The Girl Can Sing (Poem)

THE GIRL CAN SING

for amy, coco & nai

raise me

sanctify                                                                             this gravel

rolling in the back of my                                           throat

the first time I opened my mouth

I realized how close I could be to                         the sky

this voice

a turbine engine

the first time he saw me, I was nothing

special. but then I opened my mouth &

he realized how he could dig himself in.

this voice

a troubadour’s dreadlocked sheets

extension of hip, finger,                                last night

the first time I saw myself, I burned envious of

paper—what a blessing to be plain, white, & flat.

then I remembered the value of paper is what

one does with it.

this voice

origami, sloppy love note

bold stroke, last page in your diary

first dollar, where my body                        opens up

this voice

broken high heel

a psalm forgotten, dusty phonograph

a dirty martini, dry

river of mascara, in the closet,

the only thing that’s ever belonged to me

& I still                                                                 give it away.

A Defense Against Madness (Poem)

There will come a day when you come out of this wilderness—

when the howling will mute itself into a faint whisper.

You will emerge, fur pelt on the ground

with skin singed and raw.

You will be human again.

You will be woman, even if not how you meant to be.

Your mother will forgive you

for being an ungrateful runt of a daughter.

Your father will see you as you are,

and still love you the same.

This will be a birth not worth celebrating,

this will be a death not worth mourning.

You will only live,

as you were meant to all these years.

There will come a day when the madness is old and exhausted,

it doesn’t have the thrash or bite like it used to.

It will go down easy,

even if its jaw loosely snaps in protest.

I can promise you, from the hearth of some faith I barely believe in:

you will not be damned and crazy forever.
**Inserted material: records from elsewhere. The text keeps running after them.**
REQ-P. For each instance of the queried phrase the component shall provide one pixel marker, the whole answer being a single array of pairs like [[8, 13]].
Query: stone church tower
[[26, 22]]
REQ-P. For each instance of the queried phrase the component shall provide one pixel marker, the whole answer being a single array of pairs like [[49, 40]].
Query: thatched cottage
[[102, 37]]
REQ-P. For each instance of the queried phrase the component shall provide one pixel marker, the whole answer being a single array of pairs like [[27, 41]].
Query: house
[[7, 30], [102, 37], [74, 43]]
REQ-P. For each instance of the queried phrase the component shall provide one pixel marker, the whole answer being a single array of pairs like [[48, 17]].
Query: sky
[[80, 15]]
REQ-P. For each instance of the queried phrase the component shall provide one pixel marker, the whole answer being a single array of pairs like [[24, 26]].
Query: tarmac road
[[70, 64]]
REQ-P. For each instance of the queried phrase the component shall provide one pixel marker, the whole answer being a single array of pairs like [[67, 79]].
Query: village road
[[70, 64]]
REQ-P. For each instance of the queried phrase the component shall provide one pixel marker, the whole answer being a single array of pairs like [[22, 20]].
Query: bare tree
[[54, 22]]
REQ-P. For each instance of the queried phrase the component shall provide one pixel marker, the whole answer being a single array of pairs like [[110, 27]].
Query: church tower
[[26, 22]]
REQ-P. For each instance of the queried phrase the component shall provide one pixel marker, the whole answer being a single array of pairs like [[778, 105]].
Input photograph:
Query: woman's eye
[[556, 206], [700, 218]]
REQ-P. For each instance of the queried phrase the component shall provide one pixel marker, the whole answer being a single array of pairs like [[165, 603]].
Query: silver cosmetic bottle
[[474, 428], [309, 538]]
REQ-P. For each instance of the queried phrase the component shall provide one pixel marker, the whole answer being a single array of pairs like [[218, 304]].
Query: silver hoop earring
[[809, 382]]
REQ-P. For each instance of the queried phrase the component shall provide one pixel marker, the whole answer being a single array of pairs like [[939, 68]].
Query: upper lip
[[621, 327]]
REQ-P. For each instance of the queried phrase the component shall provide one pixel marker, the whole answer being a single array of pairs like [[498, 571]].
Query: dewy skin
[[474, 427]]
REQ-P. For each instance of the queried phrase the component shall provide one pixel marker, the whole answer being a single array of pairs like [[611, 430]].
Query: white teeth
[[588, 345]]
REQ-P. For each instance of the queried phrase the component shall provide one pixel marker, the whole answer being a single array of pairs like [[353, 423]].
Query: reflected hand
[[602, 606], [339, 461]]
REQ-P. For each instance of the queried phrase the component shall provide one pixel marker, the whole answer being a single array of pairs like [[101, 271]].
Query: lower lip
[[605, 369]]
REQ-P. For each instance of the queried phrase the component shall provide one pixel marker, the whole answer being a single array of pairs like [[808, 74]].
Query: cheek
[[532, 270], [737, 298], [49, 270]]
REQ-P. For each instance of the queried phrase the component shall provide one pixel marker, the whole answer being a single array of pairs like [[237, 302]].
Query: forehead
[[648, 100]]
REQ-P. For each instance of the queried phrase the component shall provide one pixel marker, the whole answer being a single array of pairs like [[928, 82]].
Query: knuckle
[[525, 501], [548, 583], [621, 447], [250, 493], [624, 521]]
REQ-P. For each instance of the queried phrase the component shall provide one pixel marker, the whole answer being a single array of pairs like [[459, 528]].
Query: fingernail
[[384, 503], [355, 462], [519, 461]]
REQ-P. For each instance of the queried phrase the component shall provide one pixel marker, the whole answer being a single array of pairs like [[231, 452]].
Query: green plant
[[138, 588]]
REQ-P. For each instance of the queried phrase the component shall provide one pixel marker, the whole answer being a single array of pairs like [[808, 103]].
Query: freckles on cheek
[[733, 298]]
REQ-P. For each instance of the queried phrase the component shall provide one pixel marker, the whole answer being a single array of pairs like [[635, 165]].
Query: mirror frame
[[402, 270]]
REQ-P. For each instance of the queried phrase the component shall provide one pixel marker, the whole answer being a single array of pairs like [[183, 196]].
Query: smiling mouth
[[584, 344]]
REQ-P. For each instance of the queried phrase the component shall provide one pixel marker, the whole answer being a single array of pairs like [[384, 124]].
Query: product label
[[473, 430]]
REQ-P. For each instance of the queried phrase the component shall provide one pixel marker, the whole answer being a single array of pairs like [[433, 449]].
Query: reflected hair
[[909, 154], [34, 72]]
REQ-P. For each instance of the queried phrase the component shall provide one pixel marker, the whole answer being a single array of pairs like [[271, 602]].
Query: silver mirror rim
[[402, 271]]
This hell of having a mind that betrays you ends,

ends and you still have the possibility to live after.

You came into the world with a little death inside you,

a little reckoning of this empty darkness we all try to run from.

This is a gift wrapped in thorns,

this is a blessing baptized in blood.

This is a burden,

but it is not your legacy.

You will come out of this embattled,

but you will come out of this. Period.